Obviously I missed the social aspect of attending a class, and only you can decide how important that might be to you. But I did still study the full breadth of the curriculum (a lot of which I might have ignored otherwise), and got some sort of certification for what I learned.
I fear to give a definitive answer but please note that there’s a fair bit of normalisation in the marking of the tasting as there is a significant level of remarking back at WSET Awards and there is also a fairly rigorous level of both teaching of the tutors in terms of how to mark (through both the original Educator training and also in terms of what is a correct marking key for a particular wine).

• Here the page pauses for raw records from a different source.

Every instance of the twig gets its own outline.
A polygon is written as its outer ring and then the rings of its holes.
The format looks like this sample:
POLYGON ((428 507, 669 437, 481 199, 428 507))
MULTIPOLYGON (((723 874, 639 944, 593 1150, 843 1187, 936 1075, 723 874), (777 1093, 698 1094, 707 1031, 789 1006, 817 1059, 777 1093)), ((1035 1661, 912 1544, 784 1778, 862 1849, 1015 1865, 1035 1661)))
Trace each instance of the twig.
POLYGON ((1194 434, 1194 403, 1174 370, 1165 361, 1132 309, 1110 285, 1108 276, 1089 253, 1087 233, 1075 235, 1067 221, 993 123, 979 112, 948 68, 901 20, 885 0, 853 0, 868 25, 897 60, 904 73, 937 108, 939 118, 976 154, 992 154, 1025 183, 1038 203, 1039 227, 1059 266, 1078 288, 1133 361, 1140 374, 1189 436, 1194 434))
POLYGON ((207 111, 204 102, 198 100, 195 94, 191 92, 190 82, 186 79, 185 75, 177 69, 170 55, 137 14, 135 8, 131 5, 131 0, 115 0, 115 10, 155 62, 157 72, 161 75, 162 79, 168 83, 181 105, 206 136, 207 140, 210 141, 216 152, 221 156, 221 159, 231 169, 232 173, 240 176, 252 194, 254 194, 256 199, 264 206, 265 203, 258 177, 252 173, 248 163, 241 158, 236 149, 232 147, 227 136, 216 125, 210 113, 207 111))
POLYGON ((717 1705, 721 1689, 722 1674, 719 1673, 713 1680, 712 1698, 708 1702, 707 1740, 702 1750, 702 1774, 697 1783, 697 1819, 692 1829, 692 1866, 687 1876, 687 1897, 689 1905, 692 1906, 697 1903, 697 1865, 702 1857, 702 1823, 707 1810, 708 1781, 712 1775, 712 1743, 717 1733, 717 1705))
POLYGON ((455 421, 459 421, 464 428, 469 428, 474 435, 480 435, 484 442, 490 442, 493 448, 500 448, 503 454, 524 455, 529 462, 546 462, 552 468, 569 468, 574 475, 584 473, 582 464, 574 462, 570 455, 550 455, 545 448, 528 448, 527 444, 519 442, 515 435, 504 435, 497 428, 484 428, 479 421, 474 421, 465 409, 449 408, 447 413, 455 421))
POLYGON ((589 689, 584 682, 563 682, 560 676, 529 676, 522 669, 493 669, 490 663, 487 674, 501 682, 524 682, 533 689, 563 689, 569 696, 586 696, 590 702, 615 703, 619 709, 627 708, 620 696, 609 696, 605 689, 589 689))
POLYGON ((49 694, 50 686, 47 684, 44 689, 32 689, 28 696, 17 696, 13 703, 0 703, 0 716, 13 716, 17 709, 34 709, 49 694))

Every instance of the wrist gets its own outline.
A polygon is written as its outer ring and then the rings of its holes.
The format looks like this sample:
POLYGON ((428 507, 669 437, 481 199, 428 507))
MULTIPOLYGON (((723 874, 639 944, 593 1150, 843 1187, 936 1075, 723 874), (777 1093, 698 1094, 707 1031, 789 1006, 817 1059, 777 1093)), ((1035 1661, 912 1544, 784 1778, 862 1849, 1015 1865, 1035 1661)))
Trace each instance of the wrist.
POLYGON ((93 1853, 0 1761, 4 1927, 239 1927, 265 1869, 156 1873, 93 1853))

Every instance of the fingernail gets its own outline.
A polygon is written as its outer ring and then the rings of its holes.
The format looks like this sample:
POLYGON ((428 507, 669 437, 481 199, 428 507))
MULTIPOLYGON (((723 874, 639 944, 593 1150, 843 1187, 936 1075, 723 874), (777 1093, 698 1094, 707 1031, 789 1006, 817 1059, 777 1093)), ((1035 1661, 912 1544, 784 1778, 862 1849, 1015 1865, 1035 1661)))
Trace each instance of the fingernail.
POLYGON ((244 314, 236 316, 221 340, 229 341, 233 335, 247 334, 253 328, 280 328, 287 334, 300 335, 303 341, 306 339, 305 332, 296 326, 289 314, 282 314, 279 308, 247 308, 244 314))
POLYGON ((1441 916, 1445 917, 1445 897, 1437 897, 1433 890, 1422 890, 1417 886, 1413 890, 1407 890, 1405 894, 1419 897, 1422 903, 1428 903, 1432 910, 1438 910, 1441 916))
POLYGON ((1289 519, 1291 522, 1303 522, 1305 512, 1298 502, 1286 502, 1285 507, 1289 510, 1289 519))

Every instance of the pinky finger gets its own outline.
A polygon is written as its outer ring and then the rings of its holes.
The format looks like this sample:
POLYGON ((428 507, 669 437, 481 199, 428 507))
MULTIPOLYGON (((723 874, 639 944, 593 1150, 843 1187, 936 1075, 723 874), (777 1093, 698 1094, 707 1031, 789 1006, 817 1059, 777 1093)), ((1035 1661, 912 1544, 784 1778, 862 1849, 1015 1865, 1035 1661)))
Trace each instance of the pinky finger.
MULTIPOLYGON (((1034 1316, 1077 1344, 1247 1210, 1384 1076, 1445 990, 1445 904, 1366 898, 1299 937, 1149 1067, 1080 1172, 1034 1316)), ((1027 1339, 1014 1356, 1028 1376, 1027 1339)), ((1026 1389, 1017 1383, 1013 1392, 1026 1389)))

As Steve alludes to it is however very important for students to understand what the WSET archetypes are for levels of acidity etc and this is the crucial advantage of face-to-face courses. Caveat is that although I think I’m still a certified educator I have not been directly involved at Level 3 since September 2016.
I completed Level 3 last year. From my point of view ( and as someone in his mid-70s) I don’t think the online course would have been suitable for me. I attended a taught course (one day a week - but there are other alternatives) with the Yorkshire Wine School in Leeds. I agree with many of the previous contributors about the importance of calibrating one’s palate with that of the tutor but would also add that the course offered so many opportunities to taste a fantastic range of wines, some of which were new to me. Each day consisted of tasting between 20 and 30 wines along with all the theory work. The theory exam seems to be based entirely on the content in the Course Handbook, so there was no point in any extraneous reading. My final comment is that L3 is a massive step up from L2. I found L2 to be a bit of a doddle, but L3 was quite challenging!